Investor profile Best choice
Pure buy-and-hold, holds SCHB and forgets Schwab (lowest-ER total-market ETF, larger NTF library)
Pure buy-and-hold, wants 0.00% ER Fidelity (FZROX)
Active mobile/web user Fidelity (UX wins)
Wants S&P 500 specifically (not total market) Fidelity (FXAIX at 0.015%)
Wants 24/7 customer service Tie (both 24/7)
Wants the larger physical-branch network Schwab (400+ vs 200+)
Has a complex option strategy Tie (both at $0.65/contract)
Wants paper trading / virtual portfolio Schwab (paperMoney included; Fidelity doesn't offer it)
Wants 200+ NTF mutual funds in taxable account Tie (both well over 200)
Wants 7,000+ NTF mutual funds Schwab (7,774 vs 3,220)

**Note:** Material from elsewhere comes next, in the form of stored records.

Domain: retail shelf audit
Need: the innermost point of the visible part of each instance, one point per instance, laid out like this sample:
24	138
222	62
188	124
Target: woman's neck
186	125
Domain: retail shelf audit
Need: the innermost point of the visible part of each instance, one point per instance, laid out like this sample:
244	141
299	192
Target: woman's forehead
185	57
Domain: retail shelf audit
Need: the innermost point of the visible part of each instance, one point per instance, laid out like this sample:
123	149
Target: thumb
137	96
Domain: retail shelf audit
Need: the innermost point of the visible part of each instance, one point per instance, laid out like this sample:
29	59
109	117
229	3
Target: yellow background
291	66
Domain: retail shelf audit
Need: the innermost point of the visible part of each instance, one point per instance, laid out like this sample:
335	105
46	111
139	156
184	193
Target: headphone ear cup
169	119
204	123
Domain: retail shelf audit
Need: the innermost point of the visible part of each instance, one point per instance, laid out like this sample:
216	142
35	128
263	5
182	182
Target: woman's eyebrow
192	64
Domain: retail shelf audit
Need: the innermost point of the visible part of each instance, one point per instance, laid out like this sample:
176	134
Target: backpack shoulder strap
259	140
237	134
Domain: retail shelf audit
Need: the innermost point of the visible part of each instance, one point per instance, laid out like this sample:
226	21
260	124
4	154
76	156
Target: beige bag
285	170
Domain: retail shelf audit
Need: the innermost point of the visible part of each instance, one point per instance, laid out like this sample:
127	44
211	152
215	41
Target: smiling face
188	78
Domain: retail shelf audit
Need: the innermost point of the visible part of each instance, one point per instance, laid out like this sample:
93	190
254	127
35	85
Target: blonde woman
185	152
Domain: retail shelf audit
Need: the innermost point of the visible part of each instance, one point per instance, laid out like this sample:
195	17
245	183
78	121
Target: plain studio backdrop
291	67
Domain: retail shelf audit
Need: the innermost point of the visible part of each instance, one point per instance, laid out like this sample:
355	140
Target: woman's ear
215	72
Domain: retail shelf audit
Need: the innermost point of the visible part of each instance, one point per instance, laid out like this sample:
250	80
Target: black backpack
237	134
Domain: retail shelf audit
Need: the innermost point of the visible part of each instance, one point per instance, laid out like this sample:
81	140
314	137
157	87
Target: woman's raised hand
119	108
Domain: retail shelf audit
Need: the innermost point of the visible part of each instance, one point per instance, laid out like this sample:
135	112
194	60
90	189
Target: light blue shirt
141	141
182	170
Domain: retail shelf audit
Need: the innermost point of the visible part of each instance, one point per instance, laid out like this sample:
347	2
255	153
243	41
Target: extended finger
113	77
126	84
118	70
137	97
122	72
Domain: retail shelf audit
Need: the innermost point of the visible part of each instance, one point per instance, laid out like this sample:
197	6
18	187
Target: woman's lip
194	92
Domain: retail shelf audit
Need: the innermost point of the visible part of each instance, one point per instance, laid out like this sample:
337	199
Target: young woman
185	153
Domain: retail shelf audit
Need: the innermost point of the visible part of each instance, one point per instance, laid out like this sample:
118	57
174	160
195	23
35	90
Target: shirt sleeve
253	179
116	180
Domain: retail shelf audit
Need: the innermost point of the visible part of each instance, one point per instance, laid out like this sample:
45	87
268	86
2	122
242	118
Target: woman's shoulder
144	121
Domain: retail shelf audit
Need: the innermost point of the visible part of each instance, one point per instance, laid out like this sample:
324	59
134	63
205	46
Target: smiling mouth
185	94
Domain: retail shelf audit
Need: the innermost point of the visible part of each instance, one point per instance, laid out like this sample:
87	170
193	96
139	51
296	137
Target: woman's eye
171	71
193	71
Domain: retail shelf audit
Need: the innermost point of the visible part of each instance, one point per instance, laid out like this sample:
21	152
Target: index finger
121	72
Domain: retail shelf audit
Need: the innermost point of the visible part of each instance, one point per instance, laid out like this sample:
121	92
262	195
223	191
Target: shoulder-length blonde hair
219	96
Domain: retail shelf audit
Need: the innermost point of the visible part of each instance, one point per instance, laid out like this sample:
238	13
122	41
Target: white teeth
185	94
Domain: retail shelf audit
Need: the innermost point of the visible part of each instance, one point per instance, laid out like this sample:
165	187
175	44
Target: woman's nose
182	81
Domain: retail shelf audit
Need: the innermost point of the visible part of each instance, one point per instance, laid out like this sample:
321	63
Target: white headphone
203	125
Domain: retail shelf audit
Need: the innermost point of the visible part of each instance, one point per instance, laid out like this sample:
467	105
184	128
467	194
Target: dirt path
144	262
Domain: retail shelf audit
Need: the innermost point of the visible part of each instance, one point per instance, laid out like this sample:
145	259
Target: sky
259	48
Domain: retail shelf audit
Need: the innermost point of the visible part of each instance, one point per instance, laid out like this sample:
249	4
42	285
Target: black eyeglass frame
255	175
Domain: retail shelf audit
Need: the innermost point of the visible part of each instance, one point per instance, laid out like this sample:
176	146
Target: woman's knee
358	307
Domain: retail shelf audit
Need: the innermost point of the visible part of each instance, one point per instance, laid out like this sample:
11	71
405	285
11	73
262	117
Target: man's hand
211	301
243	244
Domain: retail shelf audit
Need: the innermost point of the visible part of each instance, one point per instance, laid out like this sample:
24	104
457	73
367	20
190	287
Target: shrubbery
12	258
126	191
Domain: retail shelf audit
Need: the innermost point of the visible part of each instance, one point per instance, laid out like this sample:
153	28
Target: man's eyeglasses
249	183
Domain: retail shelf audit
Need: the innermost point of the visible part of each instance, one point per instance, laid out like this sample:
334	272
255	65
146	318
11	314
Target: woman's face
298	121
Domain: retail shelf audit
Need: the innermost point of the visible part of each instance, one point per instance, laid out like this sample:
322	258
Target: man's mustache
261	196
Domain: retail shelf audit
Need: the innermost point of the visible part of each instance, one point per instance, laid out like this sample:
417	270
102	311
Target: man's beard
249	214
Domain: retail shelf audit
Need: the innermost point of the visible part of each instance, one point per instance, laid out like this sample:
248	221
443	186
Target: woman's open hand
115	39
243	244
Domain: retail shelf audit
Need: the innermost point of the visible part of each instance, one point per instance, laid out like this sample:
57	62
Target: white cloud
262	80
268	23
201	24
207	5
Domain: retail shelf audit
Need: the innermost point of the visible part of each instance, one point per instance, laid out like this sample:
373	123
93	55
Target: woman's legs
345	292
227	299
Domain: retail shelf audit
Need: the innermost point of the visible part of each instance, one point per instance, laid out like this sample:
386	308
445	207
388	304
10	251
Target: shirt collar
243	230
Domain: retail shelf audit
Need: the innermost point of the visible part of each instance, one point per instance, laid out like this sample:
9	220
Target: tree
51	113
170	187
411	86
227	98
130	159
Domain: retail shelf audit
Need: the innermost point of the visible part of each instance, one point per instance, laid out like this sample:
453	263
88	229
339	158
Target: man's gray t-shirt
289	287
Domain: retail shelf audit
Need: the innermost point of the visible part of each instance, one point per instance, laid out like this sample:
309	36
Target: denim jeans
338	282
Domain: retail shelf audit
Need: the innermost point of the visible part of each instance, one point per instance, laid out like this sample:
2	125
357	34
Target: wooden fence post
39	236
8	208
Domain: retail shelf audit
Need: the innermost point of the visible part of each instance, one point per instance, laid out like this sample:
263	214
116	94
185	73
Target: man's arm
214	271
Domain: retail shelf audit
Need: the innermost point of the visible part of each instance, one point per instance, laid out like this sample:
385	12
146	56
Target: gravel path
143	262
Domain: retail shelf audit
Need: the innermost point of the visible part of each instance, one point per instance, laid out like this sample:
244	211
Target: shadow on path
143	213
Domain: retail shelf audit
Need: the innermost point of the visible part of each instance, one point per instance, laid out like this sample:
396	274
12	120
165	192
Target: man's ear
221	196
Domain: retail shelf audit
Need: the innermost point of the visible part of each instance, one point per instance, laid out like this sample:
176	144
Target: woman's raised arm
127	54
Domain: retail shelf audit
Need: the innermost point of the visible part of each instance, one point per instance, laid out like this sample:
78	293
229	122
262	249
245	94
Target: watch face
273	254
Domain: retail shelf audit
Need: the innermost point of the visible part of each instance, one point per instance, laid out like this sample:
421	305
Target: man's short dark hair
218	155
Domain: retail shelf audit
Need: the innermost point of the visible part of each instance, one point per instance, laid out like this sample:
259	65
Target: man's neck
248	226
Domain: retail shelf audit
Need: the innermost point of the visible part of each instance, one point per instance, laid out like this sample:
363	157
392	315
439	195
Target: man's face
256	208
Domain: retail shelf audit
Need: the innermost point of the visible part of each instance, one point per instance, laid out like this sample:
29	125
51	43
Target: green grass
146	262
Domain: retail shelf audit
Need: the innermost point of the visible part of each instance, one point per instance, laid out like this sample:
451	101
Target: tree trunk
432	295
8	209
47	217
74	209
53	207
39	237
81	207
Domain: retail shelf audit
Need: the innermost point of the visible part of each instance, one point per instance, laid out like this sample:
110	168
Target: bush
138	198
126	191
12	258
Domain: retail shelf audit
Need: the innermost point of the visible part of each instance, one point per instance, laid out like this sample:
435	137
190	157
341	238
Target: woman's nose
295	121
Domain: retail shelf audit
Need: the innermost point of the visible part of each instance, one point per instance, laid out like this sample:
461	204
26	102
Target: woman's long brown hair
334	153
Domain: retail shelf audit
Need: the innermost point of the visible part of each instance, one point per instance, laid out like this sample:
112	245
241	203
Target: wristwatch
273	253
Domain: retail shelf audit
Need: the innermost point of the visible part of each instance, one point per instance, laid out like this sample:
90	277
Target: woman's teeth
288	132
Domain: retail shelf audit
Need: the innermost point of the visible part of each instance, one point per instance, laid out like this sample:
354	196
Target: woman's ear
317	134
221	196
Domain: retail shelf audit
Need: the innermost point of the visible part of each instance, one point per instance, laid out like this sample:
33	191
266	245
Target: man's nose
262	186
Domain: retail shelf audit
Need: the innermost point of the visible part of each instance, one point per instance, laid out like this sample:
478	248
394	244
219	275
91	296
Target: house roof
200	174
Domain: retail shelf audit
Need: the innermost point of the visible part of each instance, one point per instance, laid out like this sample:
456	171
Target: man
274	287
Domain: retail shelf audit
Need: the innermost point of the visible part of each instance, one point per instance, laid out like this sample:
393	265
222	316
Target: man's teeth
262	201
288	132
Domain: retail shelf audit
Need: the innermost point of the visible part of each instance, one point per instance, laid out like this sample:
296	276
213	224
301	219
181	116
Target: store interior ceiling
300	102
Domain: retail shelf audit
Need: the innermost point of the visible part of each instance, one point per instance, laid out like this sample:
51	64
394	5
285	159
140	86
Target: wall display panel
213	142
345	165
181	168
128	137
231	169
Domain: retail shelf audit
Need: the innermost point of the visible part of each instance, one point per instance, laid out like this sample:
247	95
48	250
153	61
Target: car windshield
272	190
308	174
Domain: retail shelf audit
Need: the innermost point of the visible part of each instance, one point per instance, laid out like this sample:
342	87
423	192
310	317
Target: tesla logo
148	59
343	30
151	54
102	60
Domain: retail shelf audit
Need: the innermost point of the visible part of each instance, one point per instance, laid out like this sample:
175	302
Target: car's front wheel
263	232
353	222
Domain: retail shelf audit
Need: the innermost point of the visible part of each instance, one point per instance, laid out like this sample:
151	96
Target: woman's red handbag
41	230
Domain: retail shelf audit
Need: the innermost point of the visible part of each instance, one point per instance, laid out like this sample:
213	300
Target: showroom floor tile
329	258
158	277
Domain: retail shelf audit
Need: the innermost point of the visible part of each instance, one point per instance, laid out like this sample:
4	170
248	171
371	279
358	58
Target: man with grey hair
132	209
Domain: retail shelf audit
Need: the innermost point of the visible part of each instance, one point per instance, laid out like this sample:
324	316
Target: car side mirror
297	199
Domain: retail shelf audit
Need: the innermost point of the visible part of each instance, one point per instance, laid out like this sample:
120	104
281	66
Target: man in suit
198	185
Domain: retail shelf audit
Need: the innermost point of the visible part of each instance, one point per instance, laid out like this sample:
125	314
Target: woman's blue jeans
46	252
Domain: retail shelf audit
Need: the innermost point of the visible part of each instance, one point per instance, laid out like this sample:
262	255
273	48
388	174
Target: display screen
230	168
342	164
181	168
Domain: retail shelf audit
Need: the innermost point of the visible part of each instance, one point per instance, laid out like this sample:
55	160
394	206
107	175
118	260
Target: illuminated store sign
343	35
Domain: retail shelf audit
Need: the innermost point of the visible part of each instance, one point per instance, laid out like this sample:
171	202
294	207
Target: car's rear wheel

Will log in once a year, never trades, holds SCHB for 30 years Schwab
Will log in on mobile for partial Roth conversions Fidelity

For most FIRE investors in 2026, the choice is genuinely a tie. Both brokers charge $0 for IRA maintenance, $0 for stock/ETF commissions, and offer institutional-quality fund lineups. The single biggest differentiator is the flagship fund: if you want a 0.03% total-market ETF, Schwab wins (SCHB); if you want a 0.00% ER fund and don't mind the 2018 inception, Fidelity wins (FZROX). The second-biggest differentiator is mobile UX, which Fidelity wins narrowly. Past those two factors, the choice is personal preference.

If you're choosing between these two specifically, the tie-breaker is: do you have an existing relationship? If your old 401(k) is at Fidelity, opening the rollover IRA at Fidelity is the path of least friction — the rollover process is a 3-step flow on Fidelity's side and most 401(k) plan administrators are familiar with Fidelity as a destination (Fidelity 3-step rollover how-to, verified 2026-06-12, see Spoke 1 sources in the research log). Same logic applies to Schwab (Charles Schwab — Rollover IRA how-to, verified 2026-06-12, see Spoke 1 sources).